Ann Meyers, 35, of Auburn, New York was diagnosed with a diminished ovarian reserve two years ago. She was therefore not a candidate for IVF. Instead, she’d need donor eggs. “It triples the costs,” she tells Fast Company.
Meyers works at a non-profit, while her husband is employed by a building management company. They simply didn’t have $30,000 on hand to pay for the embryo transfer and storage, as well as necessary procedures like intracytoplasmic sperm injection. When her in-laws suggested they could help, it was welcomed relief, but not without its own mixed emotions.
“I felt very uncomfortable,” admits Meyers. “I don’t like asking people for help or money … but [my husband] said, ‘my parents want grandchildren so badly. They’ll do anything.”
Infertility was a personal, painful issue that she was now forced to open up to greater family members. Not to mention, involving parents so very clearly invested in the outcome undoubtedly creates a heightened sense of pressure.
“I knew that if they were paying for it, I would have to keep them in the loop at every step–and every step isn’t necessarily a happy, positive step,” she explains. “It’s kind of being forced to share before you’re ready … but you feel like you have to because they’re so generously giving you this money.”
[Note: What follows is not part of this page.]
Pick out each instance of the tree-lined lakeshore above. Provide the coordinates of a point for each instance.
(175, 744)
While Meyers concedes the financial gift has been “life-changing” and she’s incredibly grateful, many times she wishes she and her husband alone faced this journey. “It’s hard to feel like you have an obligation,” says Meyers. “They’ve given you so much money. If you don’t end up with a baby on the other side–that guilt is weighing heavily on me.”
Syrtash notes that all healthy relationships center on communicating expectations. When it comes to involving parents, she stresses the importance of explaining that an investment, i.e., treatment cost, does not guarantee a baby.
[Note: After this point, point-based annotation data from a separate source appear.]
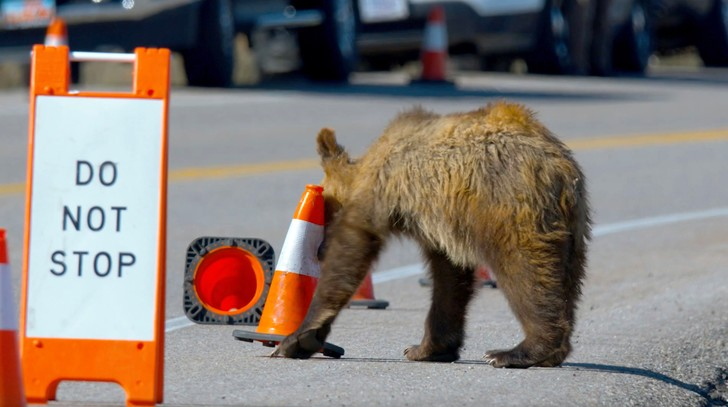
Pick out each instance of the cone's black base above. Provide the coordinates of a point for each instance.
(272, 340)
(371, 304)
(430, 82)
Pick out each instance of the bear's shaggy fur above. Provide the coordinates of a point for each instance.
(491, 186)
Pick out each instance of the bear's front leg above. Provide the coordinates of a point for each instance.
(303, 343)
(351, 249)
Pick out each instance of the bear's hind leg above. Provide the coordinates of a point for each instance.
(452, 289)
(538, 299)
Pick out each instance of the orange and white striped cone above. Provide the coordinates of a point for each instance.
(364, 296)
(11, 381)
(56, 34)
(434, 48)
(296, 276)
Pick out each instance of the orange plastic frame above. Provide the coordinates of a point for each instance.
(135, 365)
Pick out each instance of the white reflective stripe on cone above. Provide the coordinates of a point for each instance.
(300, 249)
(435, 38)
(8, 312)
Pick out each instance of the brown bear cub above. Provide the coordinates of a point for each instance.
(491, 186)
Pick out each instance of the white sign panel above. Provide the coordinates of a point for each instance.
(372, 11)
(94, 232)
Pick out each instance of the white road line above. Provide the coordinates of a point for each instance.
(600, 230)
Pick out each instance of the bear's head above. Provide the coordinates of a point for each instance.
(339, 171)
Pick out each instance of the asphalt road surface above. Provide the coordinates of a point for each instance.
(652, 327)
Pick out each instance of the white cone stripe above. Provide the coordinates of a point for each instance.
(300, 249)
(435, 38)
(8, 313)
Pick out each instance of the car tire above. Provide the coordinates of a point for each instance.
(634, 43)
(328, 51)
(713, 35)
(210, 62)
(604, 32)
(564, 39)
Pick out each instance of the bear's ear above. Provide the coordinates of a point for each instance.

“Going in, there shouldn’t be strings attached that ‘I’ve just bought you a baby,'” says Syrtash. “But of course anytime money is involved, it can affect the dynamic of the relationship.”
In addition, some boomers might overestimate their savings. With adults living longer and standard of living expenses rising, they might deplete savings which could become necessary down the line. Not to mention, what if they themselves suffer a medical condition? Retirement is their backup too.
Tomkins is aware of the trickiness that accompanies involving parents–or better yet, in-laws–in financially securing their bloodline. “It’s one of those fraught topics,” she says.
Future Family has no plans to solicit or target boomers; there will be no “ensure a grandchild” Christmas gift campaign. Instead, the program will be communicated to current and future customers, offering them one more solution during the financial process. It will soon grow to include siblings, relatives, even friends. At any point, all members are welcome to speak with a specialist who can field any questions or concerns.
“It’s a deep part of our philosophy–that if tech is going to make medicine better, it’s going to make it more personal,” says Tomkins. “It just turns out that involving your family is one of those really good ways to move forward.”
Still, Tomkins concedes she might open the floodgates for awkward Thanksgiving discussions. Once the boomers get word, they might just demand their part in the fertility journey. “I feel a little guilty that we might be unleashing a lot of pushy mother-in-laws,” she laughs, “but we’re taking our chances here.”